Should you trust your gaydar in everyday life? Probably not. In our experiments, average gaydar judgment accuracy was only in the 60 percent range. This demonstrates gaydar ability — which is far from judgment proficiency. But is gaydar real? Absolutely.

At PLoS One is their complete research paper where subjects viewed facial photographs of homosexuals and straights; the subjects then had a short time to decide the sexual orientation. In their first experiment, the faces were shown upright only:

Twenty-four University of Washington students (19 women; age range = 18–22 years) participated in exchange for extra course credit. Data from seven additional participants were excluded from analyses due to failure to follow instructions (n = 4) or computer malfunction (n = 3).

In the second experiment, faces were shown upright and upside-down and the subjects had a short time to decide the sexual orientation:

One hundred twenty-nine University of Washington students (92 women; age range = 18–25 years) participated in exchange for extra course credit. Data from 16 additional participants were excluded from analyses due to failure to follow instructions (n = 12) or average reaction times more than 3 SD above the mean (n = 4).

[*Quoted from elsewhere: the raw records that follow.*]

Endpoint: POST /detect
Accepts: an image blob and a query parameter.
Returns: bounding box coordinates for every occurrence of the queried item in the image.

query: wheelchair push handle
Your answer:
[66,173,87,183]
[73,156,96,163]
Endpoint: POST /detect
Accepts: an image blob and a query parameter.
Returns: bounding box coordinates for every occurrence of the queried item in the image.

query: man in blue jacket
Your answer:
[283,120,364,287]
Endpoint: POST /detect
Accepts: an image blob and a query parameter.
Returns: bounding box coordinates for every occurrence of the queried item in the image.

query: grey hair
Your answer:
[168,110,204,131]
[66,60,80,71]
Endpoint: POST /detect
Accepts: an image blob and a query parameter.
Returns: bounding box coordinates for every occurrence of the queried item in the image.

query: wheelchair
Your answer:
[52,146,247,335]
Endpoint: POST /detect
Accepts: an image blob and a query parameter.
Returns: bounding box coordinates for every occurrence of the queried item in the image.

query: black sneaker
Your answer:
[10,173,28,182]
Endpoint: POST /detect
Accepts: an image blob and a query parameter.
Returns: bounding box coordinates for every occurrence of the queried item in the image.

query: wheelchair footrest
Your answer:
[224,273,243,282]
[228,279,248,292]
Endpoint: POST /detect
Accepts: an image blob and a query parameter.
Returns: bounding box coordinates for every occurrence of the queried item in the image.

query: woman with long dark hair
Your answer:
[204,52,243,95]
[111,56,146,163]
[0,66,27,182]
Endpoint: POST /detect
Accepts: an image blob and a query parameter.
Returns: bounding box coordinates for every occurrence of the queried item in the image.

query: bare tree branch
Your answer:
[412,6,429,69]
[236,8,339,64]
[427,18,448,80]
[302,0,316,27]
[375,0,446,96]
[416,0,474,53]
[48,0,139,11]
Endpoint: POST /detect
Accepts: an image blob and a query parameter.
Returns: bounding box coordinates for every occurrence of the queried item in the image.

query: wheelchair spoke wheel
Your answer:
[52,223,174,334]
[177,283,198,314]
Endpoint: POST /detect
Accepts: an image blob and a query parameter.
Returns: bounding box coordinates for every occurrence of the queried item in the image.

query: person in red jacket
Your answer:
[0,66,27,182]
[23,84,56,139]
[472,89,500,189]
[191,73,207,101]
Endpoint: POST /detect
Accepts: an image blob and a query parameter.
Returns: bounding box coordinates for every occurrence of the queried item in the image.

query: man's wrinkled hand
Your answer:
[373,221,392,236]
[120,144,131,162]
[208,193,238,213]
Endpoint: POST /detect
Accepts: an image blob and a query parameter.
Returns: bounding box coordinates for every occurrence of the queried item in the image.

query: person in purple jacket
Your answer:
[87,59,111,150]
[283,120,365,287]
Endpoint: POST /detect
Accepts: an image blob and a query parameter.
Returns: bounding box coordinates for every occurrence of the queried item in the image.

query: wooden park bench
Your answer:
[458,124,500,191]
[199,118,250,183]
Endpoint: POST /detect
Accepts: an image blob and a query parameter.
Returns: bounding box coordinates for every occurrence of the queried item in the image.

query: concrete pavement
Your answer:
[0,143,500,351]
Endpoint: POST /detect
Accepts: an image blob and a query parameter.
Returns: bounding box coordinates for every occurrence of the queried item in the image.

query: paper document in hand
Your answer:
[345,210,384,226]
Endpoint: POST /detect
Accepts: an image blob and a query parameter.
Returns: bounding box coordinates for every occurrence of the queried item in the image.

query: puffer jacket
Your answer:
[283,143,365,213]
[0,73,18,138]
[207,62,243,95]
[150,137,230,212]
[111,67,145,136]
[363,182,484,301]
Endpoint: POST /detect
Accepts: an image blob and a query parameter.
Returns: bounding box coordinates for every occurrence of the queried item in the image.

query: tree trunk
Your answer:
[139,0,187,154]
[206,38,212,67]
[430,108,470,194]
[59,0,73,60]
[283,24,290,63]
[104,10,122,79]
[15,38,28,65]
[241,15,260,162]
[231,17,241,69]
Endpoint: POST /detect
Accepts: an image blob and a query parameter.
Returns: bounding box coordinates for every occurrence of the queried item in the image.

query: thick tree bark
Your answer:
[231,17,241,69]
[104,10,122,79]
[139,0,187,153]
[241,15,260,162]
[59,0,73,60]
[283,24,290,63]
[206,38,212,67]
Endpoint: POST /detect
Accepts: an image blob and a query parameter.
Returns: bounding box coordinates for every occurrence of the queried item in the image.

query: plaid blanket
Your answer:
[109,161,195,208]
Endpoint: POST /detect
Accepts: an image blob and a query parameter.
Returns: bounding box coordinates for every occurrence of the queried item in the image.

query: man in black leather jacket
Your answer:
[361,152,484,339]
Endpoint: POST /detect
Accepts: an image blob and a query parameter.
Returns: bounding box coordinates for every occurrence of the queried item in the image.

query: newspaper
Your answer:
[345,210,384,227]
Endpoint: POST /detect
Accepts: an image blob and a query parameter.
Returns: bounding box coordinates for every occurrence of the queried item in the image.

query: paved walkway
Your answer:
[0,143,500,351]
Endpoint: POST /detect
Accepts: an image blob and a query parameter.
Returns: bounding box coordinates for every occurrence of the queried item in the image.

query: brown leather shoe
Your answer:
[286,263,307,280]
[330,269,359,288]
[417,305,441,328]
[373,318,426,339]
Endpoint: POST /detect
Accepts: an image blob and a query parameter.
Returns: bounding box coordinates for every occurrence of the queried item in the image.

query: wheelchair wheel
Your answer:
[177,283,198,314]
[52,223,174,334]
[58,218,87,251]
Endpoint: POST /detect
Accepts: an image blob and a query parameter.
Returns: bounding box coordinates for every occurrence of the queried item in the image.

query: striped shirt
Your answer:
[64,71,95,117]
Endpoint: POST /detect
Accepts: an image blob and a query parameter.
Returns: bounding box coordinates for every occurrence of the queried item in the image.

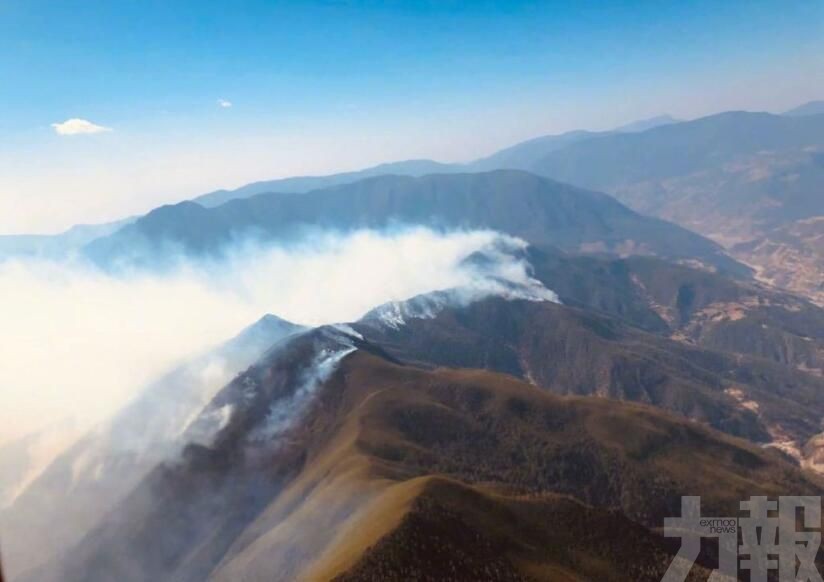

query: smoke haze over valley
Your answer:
[0,0,824,582]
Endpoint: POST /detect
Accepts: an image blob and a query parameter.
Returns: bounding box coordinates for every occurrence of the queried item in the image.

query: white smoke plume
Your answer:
[0,228,540,444]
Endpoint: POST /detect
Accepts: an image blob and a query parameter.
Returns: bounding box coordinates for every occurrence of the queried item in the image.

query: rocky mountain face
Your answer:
[530,111,824,304]
[24,326,821,581]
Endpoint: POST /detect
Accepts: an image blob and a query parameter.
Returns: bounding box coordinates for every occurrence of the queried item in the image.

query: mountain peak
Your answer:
[782,99,824,117]
[613,113,681,133]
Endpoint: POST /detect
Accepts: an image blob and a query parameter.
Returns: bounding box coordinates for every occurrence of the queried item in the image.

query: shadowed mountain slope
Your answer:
[526,247,824,376]
[40,342,820,582]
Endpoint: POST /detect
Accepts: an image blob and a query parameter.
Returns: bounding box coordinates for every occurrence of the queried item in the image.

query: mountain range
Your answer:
[0,102,824,582]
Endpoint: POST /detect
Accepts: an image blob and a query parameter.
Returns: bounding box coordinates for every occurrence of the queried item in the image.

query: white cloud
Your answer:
[52,117,112,135]
[0,229,528,448]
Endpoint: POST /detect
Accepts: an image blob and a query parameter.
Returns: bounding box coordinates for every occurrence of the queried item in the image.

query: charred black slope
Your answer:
[532,111,824,196]
[0,315,304,578]
[86,171,746,273]
[38,342,821,582]
[354,296,824,443]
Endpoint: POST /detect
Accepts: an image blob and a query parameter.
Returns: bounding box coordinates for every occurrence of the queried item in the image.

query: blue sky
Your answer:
[0,0,824,232]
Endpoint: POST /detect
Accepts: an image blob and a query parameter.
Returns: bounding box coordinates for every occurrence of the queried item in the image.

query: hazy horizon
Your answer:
[0,2,824,234]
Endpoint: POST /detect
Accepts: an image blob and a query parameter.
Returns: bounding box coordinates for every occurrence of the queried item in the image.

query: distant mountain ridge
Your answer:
[782,100,824,117]
[84,170,747,274]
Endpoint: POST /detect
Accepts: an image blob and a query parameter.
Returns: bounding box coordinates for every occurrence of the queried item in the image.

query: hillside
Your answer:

According to the authors, “there are two components of “accuracy”: the hit rate which is “the proportion of gay faces correctly perceived as gay, and the false alarm rate” which is “the proportion of straight faces incorrectly perceived as gay.” The figure reproduced below (full version here) indicates that the accuracy was better when the target gender was women as opposed to men and the accuracy was better when the faces were upright as opposed to upside down. Presumably, random guessing would produce an “accuracy” of about .5.

TabakZayas fig3.png
Figure 3. Accuracy of detecting sexual orientation from upright and upside-down faces (Experiment 2).
Mean accuracy (A′) in judging sexual orientation from faces presented for 50 milliseconds as a function of the target’s gender and spatial orientation (upright or upside-down; Experiment 2). Judgments of upright faces are based on both configural and featural processing, whereas judgments of upside-down faces are based only on featural face processing. Error bars represent ±1 SEM.

Reproduced below are the detailed results for the second experiment:

TabakZayas table1.png
Table 1. Hit and False Alarm Rates for Snap Judgments of Sexual Orientation in Experiment 2.

The author’s conclude with the following statement:

The present research is the first to demonstrate (a) that configural face processing significantly contributes to perception of sexual orientation, and (b) that sexual orientation is inferred more easily from women’s vs. men’s faces. In light of these findings, it is interesting to note the popular desire to learn to read faces like books. Considering how challenging it is to read a book upside-down, it seems that we read faces better than we read books.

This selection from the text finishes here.